Her fingertips are trembling; she’s free, and then the gravity of the situation hitting her like a freight train, what’s next. As if the action of breaking through that roadblock wasn’t more challenging than taking a bite from an apple, but leaves her alone with the understanding of a god. She observes Reaper from the corner of her eyes. Purpose came to her in the form of orders, targets, missions and specified objectives, but now she’s slipped away from the choke chain Talon put around her neck. Her eyelids start to droop and the ruined dashboard flicks to black once or twice.
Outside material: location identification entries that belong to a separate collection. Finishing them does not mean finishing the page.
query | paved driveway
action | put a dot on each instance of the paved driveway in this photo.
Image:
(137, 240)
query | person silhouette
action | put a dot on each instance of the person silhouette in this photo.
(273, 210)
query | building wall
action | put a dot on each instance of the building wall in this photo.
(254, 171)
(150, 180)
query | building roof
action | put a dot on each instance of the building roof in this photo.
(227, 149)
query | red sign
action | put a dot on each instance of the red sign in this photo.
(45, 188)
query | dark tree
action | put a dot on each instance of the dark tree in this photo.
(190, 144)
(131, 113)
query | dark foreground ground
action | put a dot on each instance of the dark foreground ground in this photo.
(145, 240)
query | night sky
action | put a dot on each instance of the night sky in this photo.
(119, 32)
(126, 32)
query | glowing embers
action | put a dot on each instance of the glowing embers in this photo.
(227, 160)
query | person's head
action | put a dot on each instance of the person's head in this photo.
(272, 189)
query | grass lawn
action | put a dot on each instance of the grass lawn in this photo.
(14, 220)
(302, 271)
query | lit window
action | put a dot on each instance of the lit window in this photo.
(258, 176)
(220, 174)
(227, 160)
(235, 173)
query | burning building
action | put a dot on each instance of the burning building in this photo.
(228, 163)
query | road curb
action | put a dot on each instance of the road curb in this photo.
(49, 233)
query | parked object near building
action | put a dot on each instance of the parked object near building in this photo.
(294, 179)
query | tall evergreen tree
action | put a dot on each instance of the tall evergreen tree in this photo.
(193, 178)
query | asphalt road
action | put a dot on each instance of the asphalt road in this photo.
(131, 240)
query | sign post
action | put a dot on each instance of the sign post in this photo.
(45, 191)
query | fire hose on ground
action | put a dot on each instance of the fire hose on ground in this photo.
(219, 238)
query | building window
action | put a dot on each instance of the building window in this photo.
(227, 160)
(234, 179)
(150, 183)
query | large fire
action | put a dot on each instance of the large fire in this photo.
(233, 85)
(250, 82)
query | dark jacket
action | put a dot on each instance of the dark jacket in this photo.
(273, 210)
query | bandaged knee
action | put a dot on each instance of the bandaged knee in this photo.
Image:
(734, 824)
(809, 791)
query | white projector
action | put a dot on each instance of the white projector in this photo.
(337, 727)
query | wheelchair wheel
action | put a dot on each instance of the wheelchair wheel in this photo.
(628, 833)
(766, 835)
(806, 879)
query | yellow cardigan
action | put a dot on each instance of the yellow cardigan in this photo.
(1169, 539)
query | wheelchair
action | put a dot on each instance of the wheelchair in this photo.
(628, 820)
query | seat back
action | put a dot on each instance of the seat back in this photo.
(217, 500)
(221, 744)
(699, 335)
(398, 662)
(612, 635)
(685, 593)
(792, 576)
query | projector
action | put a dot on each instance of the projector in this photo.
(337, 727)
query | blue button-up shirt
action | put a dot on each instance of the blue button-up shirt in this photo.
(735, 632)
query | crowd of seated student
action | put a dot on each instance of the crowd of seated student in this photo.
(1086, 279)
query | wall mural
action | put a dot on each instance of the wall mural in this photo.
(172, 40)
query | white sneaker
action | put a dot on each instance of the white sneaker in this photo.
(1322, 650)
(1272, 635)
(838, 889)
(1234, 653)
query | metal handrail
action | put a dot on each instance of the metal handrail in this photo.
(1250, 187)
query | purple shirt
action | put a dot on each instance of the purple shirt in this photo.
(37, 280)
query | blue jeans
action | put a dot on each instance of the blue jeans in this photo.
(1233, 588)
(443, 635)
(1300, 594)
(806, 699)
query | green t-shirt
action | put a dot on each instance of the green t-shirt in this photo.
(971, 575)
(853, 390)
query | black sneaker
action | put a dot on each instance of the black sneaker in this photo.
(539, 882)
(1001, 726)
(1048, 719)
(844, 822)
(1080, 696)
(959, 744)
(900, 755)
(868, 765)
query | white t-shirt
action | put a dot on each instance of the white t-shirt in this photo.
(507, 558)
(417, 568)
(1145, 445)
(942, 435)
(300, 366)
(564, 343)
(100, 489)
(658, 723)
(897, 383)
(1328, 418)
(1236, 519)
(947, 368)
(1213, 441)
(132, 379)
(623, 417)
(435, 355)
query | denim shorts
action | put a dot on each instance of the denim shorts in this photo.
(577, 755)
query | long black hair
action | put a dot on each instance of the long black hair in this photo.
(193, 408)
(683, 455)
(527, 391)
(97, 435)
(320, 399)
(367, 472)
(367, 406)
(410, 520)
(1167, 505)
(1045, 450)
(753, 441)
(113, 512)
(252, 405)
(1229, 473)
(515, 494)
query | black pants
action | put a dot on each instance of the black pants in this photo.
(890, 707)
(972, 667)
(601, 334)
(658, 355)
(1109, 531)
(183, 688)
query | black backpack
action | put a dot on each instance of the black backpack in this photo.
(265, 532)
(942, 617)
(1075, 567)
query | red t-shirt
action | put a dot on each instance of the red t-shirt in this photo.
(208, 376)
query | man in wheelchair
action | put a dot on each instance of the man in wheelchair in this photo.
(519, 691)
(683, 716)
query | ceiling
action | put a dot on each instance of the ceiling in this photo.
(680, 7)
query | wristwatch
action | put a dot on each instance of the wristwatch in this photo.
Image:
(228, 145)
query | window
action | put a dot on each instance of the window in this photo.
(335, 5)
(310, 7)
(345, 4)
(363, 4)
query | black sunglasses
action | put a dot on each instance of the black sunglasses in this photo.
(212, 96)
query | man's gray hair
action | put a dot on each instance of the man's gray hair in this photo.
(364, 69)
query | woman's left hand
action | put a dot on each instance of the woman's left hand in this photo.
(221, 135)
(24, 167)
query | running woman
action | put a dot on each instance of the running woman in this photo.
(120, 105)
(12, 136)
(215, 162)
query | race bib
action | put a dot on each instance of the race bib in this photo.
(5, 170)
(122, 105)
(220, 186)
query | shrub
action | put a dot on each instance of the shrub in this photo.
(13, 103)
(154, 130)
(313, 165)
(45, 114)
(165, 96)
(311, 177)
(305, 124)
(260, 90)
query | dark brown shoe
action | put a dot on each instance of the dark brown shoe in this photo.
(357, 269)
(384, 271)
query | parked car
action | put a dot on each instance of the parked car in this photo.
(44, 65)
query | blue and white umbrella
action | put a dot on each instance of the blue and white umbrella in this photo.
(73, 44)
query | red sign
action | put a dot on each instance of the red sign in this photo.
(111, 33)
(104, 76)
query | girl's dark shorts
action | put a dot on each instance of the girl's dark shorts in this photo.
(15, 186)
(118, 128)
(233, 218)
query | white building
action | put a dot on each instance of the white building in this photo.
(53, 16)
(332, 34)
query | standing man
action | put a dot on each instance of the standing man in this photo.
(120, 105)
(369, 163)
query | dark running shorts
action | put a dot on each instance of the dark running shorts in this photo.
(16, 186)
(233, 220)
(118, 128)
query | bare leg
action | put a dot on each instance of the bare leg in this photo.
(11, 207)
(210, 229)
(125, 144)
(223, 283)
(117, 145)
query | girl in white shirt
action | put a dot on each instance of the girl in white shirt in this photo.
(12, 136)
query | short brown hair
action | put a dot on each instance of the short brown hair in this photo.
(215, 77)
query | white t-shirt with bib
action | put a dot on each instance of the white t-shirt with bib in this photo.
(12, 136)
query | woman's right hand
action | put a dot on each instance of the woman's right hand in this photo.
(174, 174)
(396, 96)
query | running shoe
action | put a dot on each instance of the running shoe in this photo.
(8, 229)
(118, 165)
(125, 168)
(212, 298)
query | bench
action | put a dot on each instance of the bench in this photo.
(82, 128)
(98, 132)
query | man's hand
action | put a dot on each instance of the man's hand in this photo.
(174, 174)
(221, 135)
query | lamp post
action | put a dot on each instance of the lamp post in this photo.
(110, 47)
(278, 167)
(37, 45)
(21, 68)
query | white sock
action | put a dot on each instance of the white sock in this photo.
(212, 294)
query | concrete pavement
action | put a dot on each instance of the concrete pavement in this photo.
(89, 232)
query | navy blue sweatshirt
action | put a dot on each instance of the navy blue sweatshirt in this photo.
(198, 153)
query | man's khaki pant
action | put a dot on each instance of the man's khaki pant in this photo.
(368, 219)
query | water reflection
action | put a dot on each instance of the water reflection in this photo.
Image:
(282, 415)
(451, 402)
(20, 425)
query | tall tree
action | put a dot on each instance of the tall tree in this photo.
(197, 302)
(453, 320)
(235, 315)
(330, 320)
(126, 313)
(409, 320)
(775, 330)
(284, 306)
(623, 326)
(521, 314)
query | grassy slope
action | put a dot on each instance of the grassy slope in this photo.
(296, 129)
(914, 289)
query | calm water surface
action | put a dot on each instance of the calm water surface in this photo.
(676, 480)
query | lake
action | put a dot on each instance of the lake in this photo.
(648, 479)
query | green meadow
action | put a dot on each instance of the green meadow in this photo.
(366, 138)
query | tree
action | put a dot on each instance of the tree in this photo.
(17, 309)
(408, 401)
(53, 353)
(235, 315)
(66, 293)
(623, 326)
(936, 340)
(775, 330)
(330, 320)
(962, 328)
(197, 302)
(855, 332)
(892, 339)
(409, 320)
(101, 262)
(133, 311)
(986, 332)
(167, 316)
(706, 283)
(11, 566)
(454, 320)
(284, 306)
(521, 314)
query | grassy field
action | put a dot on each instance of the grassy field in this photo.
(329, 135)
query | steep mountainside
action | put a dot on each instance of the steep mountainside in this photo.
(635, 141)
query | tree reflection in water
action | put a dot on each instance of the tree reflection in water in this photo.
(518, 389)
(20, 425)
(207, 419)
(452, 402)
Reaper mumbles something that sounds like stay awake, but it comes from a faraway place, as if he is no longer sitting right next to her. She jolts up when his claws dig into her upper arm in a tease. There’s a brief moment where she glares at his reflection in the glass of the front window, but he only shakes his head and turns on the radio. His bullets might’ve taken out most of the electronics inside the cabin, but the radio seems to be working, albeit shakily; a lot of static, a distorted announcer’s voice. He huffs angrily and slams his fist down onto the top of the dashboard. Widowmaker chuckles softly, pulling up her legs against her chest and rolling over onto her side. Her rifle falls to the side.
He finally finds a channel that doesn’t churn out static and the announcer’s voice sounds crisp, cheerful, speaking amicably in Spanish. Her understanding of what’s being said on the radio is muddled, but she picks out that the singer is called Marvin Gaye and that they’re going to play Heard It Through The Grapevine. One drum shot serves as the intro, followed up quickly by an electric-piano riff. She takes a steadying breath.
“Focus on the music.” He advises her as he takes a sharp left and leaves the back of the truck careening right. They should be on the abandoned highway to Toledo now.
It’s difficult but she tries to keep her attention directed at the road ahead of them, lit up by the large headlights of the truck as is the rain falling down. Some worn down billboard warns them about the dangers of canker sores, complete by the image of an ulcer on the inside of someone’s bottom lip. Stain of mauve on darkened pink. Meanwhile a female vocalist tuned in as backup on the song. There are other noises that her ears pick up; the shifting of her rifle’s stock onto the carpeting, the steam exhaust through the hover wheels and the creaking of the leather of Reaper’s gauntlets when he holds onto the steering wheel tighter.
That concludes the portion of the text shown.